Johnson began her collegiate career at Kansas Christian College in Overland Park, Kan. where she led her team averaging 13.7 PPG and shooting 43 percent from the field. During the 2022-23 season, her first at KCKCC, she once again led the team averaging 14 PPG, shooting 46.6 percent from the field and 32.7 percent from behind the arc. This season has been Johnson’s breakout year where she is averaging 21.1 PPG, shooting 53 percent from the field and 36.5 percent from behind the arc. With her outstanding season, she has won the KJCCC DII Women’s Player of the Week five times. No one else in the conference has been recognized more.
“Growing up, I played every sport, but the only one that stuck with me was basketball,” said Johnson, who graduated from Shawnee Mission North High School. “When I’m happy, basketball. When I’m sad, basketball. When I’m mad, I’ll go pick up a basketball. Everything in my life revolves around basketball. It’s just kind of my piece, I guess.”
It was at Shawnee Mission North that Johnson was first introduced to current KCKCC Coach Martina Mihailovic.
“Coach Martina was my high school coach at Shawnee Mission North, and once she told me that she got the job here (at KCKCC), I knew I had to play for her again,” Johnson said. “She does a really good job of keeping relationships on the court and off the court separate.
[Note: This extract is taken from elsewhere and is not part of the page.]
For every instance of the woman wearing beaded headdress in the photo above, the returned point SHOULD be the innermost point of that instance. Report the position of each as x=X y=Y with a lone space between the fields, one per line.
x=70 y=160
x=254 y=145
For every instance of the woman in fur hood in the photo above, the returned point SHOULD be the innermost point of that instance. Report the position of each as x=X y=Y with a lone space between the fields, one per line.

She makes you feel comfortable as a friend as well as a coach.”
Their relationship is very meaningful to Johnson, building up a lot of trust between them over the year. However, their relationship didn’t start off too well on the court.
“My junior year at North, I got in trouble with her. I ended up quitting and not playing that year,” she said. “But she still stuck with me as a friend and checked in on me to make sure that I was alright. I came back my senior year and played for her.”
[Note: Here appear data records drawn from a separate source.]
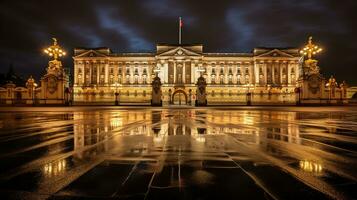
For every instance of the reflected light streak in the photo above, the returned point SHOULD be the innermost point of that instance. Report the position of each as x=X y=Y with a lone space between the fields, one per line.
x=310 y=166
x=54 y=168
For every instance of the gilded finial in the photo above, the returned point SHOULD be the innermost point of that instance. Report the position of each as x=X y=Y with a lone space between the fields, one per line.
x=310 y=49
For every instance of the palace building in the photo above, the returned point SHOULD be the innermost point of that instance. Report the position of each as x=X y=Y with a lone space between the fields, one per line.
x=182 y=75
x=268 y=75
Johnson has no regrets transferring to KCKCC and has loved her time here. While the relationship that she has with Coach Martina is special, she said she also loves the bond she has with her teammates.
“I love my teammates. We had a rough patch in the beginning of the season but we’re all so close now and there aren’t any cliques “I would never trade this experience at KCKCC for anything else,.” she said.
Even though they spend every day together on the court, Johnson said they still find time off the court to hangout and be with each other, especially at KCKCC’s on-campus dorm, Centennial Hall.
“We are so blessed to have such a nice dorm on campus, and I’m lucky to have teammates who can cook for me because I am not a good cook,” she said.
With the end of her sophomore year looming, Johnson said she is unsure of what her future plans are, but she knows she would like to continue playing basketball at the collegiate level. When asked about who or what inspires her when playing the sport she loves, that answer was easy.
“I play for my grandpa. He hasn’t missed a game all season, and he says that I’m the apple of his eye,” she said. “So as long as I can play basketball, I play for him.”